がんちゃん

ファンタスティック・フォーのがんちゃんのレビュー・感想・評価

2.5
ヒーロー映画の禁じ手「自業自得」ネタを1作目からぶっ込んでしまったリブート失敗作。
とはいえ過去作を含めると3作目なので、ここらでやらかしたい気持ちもわかるがね。

※自業自得ネタとは…ヒーロー自身の過失によって危機を招いてしまう筋書きで、マンネリ化してきたシリーズものに多い。悪役は主人公を精神的にネチネチ追い詰めるタイプ。
例…「ガメラ3 レギオン襲来」「アベンジャーズ エイジ・オブ・ウルトロン」「バットマンVSスーパーマン」「るろうに剣心 THE FINAL」

【ここがファンタスティック①】
ますば主人公の設定を白髪まじりのナイスミドルから10代のオタメンにリブート。マーケティング臭がすげー!
キャラクターの権利が作家ではなく出版社にあるアメリカならではの改変。ファンならキレてもいいやつ。

【ここがファンタスティック②】
主人公が若返ったついでに、能力を得るきっかけを「不慮の事故」から「若さゆえの過ち」に改変。しかも、それぞれ能力が本人の業(カルマ)を反映させているようにも見える点が面白い。

ドクタードゥーム:本音を言えずにいたのでお口を塞がれてしまいました。

ヒューマントーチ:やけっぱちな性格のため炎に焼かれてしまいました。

インヴィジブル・ウーマン:一見被害者のように見えて、実は弟の非行や恋愛トラブルなど男を破滅に導く生粋の下げマン体質ゆえ、存在を透過処理されてしまいました。

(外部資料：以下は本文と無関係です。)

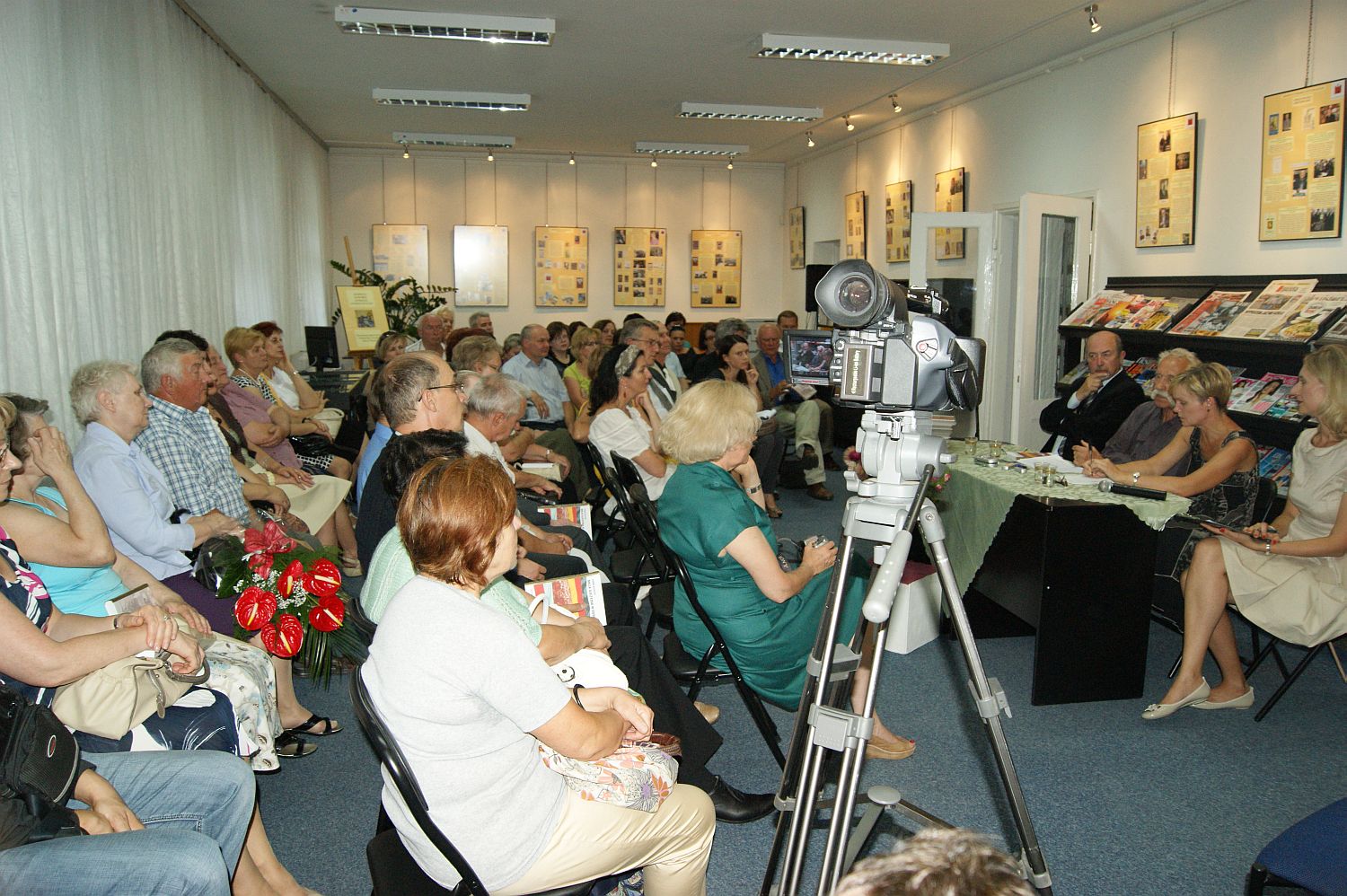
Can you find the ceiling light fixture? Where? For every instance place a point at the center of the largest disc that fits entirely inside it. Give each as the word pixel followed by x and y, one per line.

ミスター・ファンタスティック:人の役に立ちたいなどと口では言うものの、本心はただ自分の好きなことがしたいだけという軟弱野郎のためゴム人間と化してしまいました。

ザ・シング:こいつは親友が犯した罪の象徴。岩のように重い責任を背負わされた悲しきモンスター。

…なんかヒーローというより昭和の怪獣みたいなオリジンだな。環境汚染でヘドラが生まれる感じに近い。

【ここがファンタスティック③】
ならば「贖罪系ヒーロー」路線をいっても良かったはずだが、本作の若者たちは真逆の「開き直り系ヒーロー」という新ジャンルを攻めてくる。

贖罪系ヒーローといえばアイアンマン。トニー・スタークは自らの過ちを認めて、大いなる力を人助けに転用することで罪を償おうとした。これはとても勇気のいることで、共感を呼ぶ。

一方、本作では人助けを行うシーンは皆無なばかりか、自国の戦争に加担したり、主人公に至っては「これが僕らの運命なんだ!」と正当化する始末。
岩男になることが運命だと言われたベンの気持ち、お察しします…。